Union Says Alcatel Broke Pension Promises

     TRENTON, N.J. (CN) – A union claims in court that French telecom Alcatel-Lucent broke its collective-bargaining agreement when it moved $1.2 billion from a labor-endorsed pension plan to another retirement fund sponsored by the company.
     The money transfer essentially gives the spouses of telecom workers, who had never participated in the pension, rights to pension benefits owed to current union employees, according a lawsuit filed in New Jersey federal court by the Communications Workers of America.

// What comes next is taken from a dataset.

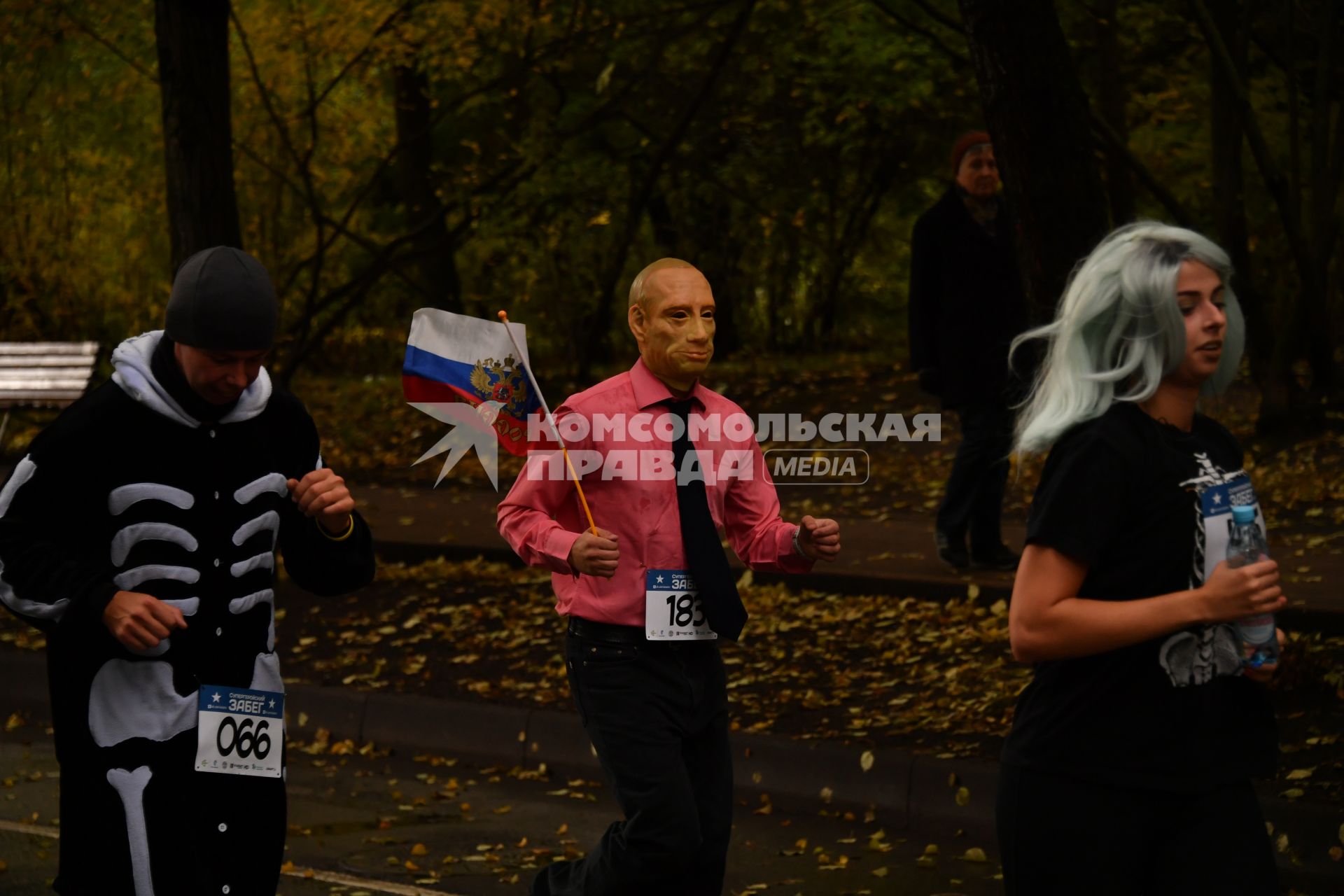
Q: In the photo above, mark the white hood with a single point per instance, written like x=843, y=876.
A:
x=132, y=372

     The Nov. 18 complaint says that “[b]y transferring the excess assets to these plans, the company can avoid the necessity of improving their funded status with direct company contributions.”
     The union claims the company’s actions, “effectively changed [pension plan] eligibility rules mid-contract without having bargained with CWA for such changes.”

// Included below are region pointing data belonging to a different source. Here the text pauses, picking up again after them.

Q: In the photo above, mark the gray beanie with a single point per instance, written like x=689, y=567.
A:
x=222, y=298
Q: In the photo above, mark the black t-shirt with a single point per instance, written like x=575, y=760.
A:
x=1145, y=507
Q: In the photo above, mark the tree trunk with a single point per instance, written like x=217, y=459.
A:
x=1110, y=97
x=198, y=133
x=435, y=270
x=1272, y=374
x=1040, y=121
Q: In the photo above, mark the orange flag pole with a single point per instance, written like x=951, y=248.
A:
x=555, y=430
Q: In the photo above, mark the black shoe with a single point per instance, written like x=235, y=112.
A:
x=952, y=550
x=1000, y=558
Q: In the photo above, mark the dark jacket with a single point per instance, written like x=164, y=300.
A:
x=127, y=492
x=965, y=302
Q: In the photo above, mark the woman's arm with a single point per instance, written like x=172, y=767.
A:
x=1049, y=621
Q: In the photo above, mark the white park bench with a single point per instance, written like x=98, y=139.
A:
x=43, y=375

     Adding urgency to the union’s concerns is that Alcatel is in the process of being acquired by wireless company Nokia, which today made a $16 billion offer for the company.

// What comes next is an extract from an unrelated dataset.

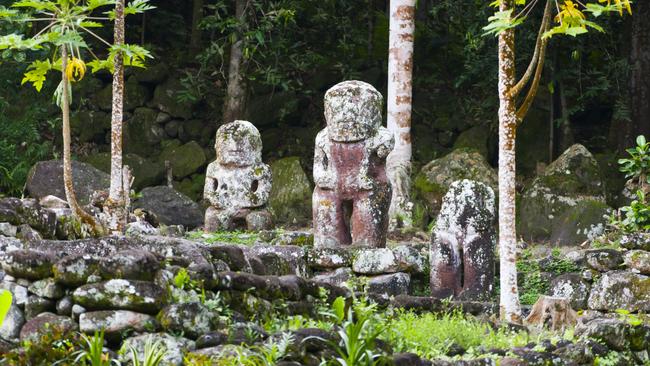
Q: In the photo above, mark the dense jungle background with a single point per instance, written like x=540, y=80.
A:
x=294, y=50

     Nokia announced its plans to acquire Alcatel-Lucent in April 2015. The is expected to close early next year, after which the unions will no longer have authority to question the pension transfers, the Communications Workers claim.
     The union seeks declarative and injunctive relief in the form of a court order forbidding the funds transfers or the shift of pension participants between pension plans.
     Alcatel has changed its pension plan several times over the years. The company’s initial pension plan, created in 1966 and which provides retirement benefits to Alcatel’s retired managers and vested former employees, was frozen in 2009.
     The company in 1997 created another pension plan for other employees, but the plan was split at the end of 2005, thereby creating a new plan just for retirees and deferred vested employees. Included in the pension plans was a company obligation to pay all health expenses for employees who retired prior to March 1990.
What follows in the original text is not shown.